Ideally? I would get into a fastrack grad school program and just be finishing my PhD.

I would also be thin, living on my own near my family and have a functioning car.

Other than that? I don't think much else would change with me - I'm pretty stable personality wise.


----------



## Gorillaz (Jul 13, 2010)

Done my undergrad on commerce. En route to becoming a CA with one of the big 4 companies. A girlfriend and stable social life with many friends. Really in shape. I want to be the same person, just more confident and able to sustain a conversation. Want to have visited much of the world by then, including World Cup 2014 at Brazil and volunteering abroad.


----------



## Fantas Eyes (Mar 23, 2011)

I'll be married , possibly with a baby, and have graduated college.


----------



## popeet (Dec 8, 2005)

Economic self-sufficiency, lots of good pills, a nicer body, custom tailored clothes, lots of nights out seeing music lectures and other stuff, eating & drinking really well.

After I do all that, get mentally stable, build a cottage, grow my own food, have a kid, give social justice another try.


----------



## room101 (Nov 5, 2010)

Done my degree, completed the professional designation, renting my own place (with a pet or two), financially stable, student loans more than half paid off, physically healthy, close to achieving mental stability, possibly have a significant other (that cooks kickas s), maintaining a better relationship with my family, formed a couple close friendships, possibly making some exotic travel plans.. sigh, so much work!


----------



## Melinda (Feb 5, 2009)

This is a great thread idea! 

In 5 years I'll be...27. Oh god.

I'd like to be holding down a "real" job that I enjoy (hopefully as a flight attendant). Married or at least engaged to my boyfriend--who will be in graduate school getting his Ph.D. It'll still be rough going because we'll probably not get to see one another that much, but by that time I reckon we'll be settled in somewhere nice and not having to move every damn year/two years. That'll be a big relief no matter how stressful our lives are.

Edit: I forgot to add - My personal goal by that point is 100% self-sufficiency. No more depending on my parents or family for anything. Though quite honestly I want to reach that point in less than 5 years (as quick as I can).


----------



## Love Minus Zero (Mar 23, 2011)

In 5 years...
I'll have earned my associate's degree and I'll have a job that pays more than what I'm currently used to.

My sister and I will live in a small house with our cats. (we both plan to become 'crazy cat ladies/old spinsters')

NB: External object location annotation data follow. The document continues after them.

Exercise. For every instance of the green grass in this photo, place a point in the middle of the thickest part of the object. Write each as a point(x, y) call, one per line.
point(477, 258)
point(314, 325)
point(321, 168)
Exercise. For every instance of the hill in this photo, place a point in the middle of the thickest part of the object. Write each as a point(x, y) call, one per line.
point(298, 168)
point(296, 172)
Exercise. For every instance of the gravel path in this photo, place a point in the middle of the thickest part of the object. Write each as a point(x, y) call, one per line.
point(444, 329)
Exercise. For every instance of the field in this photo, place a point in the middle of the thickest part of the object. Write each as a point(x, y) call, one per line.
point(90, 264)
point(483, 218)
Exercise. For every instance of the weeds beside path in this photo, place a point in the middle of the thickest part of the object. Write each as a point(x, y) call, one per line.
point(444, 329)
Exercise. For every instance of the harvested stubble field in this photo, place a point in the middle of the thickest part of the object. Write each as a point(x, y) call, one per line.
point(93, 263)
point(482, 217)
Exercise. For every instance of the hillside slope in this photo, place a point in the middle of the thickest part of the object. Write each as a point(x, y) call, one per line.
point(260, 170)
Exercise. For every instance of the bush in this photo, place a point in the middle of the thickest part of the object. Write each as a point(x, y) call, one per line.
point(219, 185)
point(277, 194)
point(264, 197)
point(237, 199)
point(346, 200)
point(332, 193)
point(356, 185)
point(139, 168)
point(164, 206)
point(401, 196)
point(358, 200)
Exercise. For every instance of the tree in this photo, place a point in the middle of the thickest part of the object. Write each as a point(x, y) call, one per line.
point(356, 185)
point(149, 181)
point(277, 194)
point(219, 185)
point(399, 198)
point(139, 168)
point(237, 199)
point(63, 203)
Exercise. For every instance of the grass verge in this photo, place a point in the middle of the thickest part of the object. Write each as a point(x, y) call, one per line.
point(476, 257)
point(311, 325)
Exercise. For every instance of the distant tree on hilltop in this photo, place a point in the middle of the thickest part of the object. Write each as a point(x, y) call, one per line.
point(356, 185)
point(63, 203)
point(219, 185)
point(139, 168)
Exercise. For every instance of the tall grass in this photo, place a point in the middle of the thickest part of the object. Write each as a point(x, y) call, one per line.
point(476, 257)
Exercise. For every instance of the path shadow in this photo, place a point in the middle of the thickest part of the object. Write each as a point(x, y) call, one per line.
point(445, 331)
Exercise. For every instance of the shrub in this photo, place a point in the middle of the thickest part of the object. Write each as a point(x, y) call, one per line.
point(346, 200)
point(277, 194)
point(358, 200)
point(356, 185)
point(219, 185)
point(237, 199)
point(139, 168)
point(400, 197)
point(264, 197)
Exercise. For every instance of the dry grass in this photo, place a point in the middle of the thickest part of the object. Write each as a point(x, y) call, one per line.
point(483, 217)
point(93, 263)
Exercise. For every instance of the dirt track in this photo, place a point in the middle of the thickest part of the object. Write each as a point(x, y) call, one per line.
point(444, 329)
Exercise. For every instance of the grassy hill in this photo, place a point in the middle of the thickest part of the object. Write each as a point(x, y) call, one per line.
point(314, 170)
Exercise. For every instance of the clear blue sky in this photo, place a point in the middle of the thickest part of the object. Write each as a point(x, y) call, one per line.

I'll have a few more tattoos, and be more dedicated to Buddhism, and practice yoga/exercise more regularly.


----------



## uhhhbrandon (Dec 21, 2010)

In 5 years I will be sa-free (maybe not totally) and job-free (I hate working routine jobs). I'll spend my days making music or acting. Living life and going to concerts wherever. After that I want to get my name out there.


----------



## writingupastorm (Feb 24, 2011)

In 5 years I'll ideally be living on my own making lots of money running the business that I've been working on for the last 5 years.


----------



## caflme (Jun 7, 2009)

A newer car (mine's a 1995)... my son graduated from h.s. (he'd have to make up a year - so likely not happenin')... and hopefully able to work more than 20 hrs a week (thus making a little more money). Other than that ... I'd be OK.


----------



## mus (Feb 28, 2011)

Ideally, I'll have graduated with a BA in Dietetics, done my year-long internship, passed the RD exam thing, and working as a Registered Dietitian, happily and free of anxiety. Hopefully I'll have friends and a partner and my cats are still with me. I'll live somewhere where winter isn't too bad so my seasonal depression won't flare up so much. I'll be working fulltime and on the weekends, I'll just do things I enjoy, with or without a partner. Hopefully, I'll be less anxious as I have pushed myself to go out in uncomfortable situations. I don't really know what kind of activities I'd partake in. It's hard to tell now because of my SA. I'd like a garden though. And a dog, if I have the time for one. I'd like to take my dog to the dog park. I'll be the same because I'm sure I'll still struggle socially and with my depression. I hope I'll be able to form friendships with the people I work with, and I know that that will make my life 10x better.

I hopppppe!

After that... eeks, no idea! Still happy and working, providing for my cats and possibly taking care of my parents if they need it.


----------



## Donnie in the Dark (Mar 15, 2011)

Oh man....
I'd have left uni about a year ago, having got a 1st from Lancaster in Politics and Sociology, and had a great time, met great friends, + the love of my life. 
I would then be in South America teaching English (with the love of my life).


----------



## JimmyDeansRetartedCousin (Nov 28, 2009)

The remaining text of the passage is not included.